British home care franchise

Bluebird Care is a franchise and brand providing home care services to the United Kingdom and the Republic of Ireland. The company has just over 200 franchises covering areas in the United Kingdom and a further 26 in the Republic of Ireland.

==History==
The company was founded in 2004 by Paul and Lisa Tarsey initially as a local health care provider in Petersfield, but always with the intention of expanding via franchising. The state of the market allowed rapid expansion up to around 2010 with at times a new franchise being established every 14 days. The name "Bluebird" derived from the Tansey family connection to the Campbell family and their Bluebird record-breaking vehicles.

In 2013 it was bought out by Florida-based Interim Healthcare, an enterprise that operated over seven countries and claimed "combined network sales of $850m" by 2015.

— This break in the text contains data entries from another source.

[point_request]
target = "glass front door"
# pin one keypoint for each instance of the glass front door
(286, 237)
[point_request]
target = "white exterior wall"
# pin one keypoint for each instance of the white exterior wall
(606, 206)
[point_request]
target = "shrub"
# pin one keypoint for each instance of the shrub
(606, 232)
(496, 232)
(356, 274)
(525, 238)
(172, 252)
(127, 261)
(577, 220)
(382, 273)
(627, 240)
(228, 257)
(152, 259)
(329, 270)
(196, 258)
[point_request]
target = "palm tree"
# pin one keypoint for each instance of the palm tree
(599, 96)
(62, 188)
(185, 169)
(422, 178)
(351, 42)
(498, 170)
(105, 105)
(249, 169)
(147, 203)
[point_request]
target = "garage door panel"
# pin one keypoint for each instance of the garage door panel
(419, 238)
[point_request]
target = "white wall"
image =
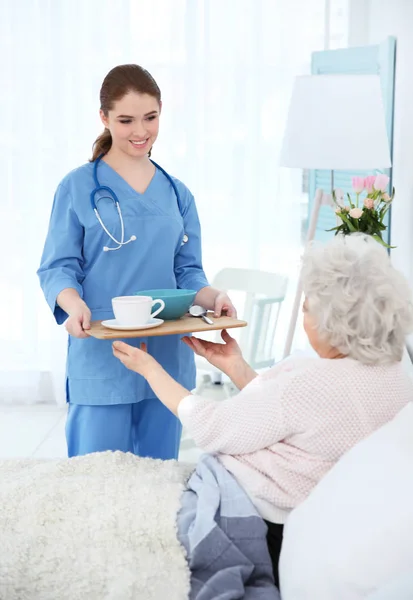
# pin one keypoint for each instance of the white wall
(371, 21)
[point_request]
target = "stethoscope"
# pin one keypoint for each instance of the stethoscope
(112, 196)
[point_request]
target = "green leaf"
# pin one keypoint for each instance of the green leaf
(382, 242)
(348, 223)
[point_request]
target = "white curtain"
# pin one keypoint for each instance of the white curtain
(225, 68)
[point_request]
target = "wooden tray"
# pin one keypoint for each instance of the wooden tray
(186, 324)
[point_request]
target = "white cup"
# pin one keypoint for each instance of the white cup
(134, 311)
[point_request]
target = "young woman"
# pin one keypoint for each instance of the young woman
(119, 224)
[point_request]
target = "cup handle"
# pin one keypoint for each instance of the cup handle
(158, 310)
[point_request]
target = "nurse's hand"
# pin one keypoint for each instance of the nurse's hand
(79, 320)
(134, 359)
(223, 305)
(223, 356)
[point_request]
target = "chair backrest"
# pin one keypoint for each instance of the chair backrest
(264, 293)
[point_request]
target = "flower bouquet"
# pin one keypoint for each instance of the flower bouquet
(369, 217)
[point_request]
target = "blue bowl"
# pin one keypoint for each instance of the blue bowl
(177, 302)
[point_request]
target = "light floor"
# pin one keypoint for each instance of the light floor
(38, 431)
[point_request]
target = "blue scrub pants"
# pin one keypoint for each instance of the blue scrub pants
(146, 428)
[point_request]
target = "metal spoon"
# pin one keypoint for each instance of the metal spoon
(199, 311)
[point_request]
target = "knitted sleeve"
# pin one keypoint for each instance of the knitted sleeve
(252, 420)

In June 2020 it acquired the Irish master franchise business from Clemac Home Care Services.

As of 2019 managing director Yvonne Hignell says the company has just over 200 active franchises (in the United Kingdom) and a further 26 in the Republic of Ireland.

In March 2022 care assistants employed by the offices in Exeter, Exmouth, East Devon, and North & West Devon were given a 17% pay rise because of their “heroic efforts” throughout the pandemic and in hopes to attract more care assistants into the industry.

The Winchester, Eastleigh & Romsey branch got a second five-star Outstanding rating from the Care Quality Commission in May 2022- one of only three care providers in the country to do so.

Carolyn and Keith Dailey started with Bluebird Care Newmarket & Fenland and have since acquired further franchises in Cambridge and Bedford.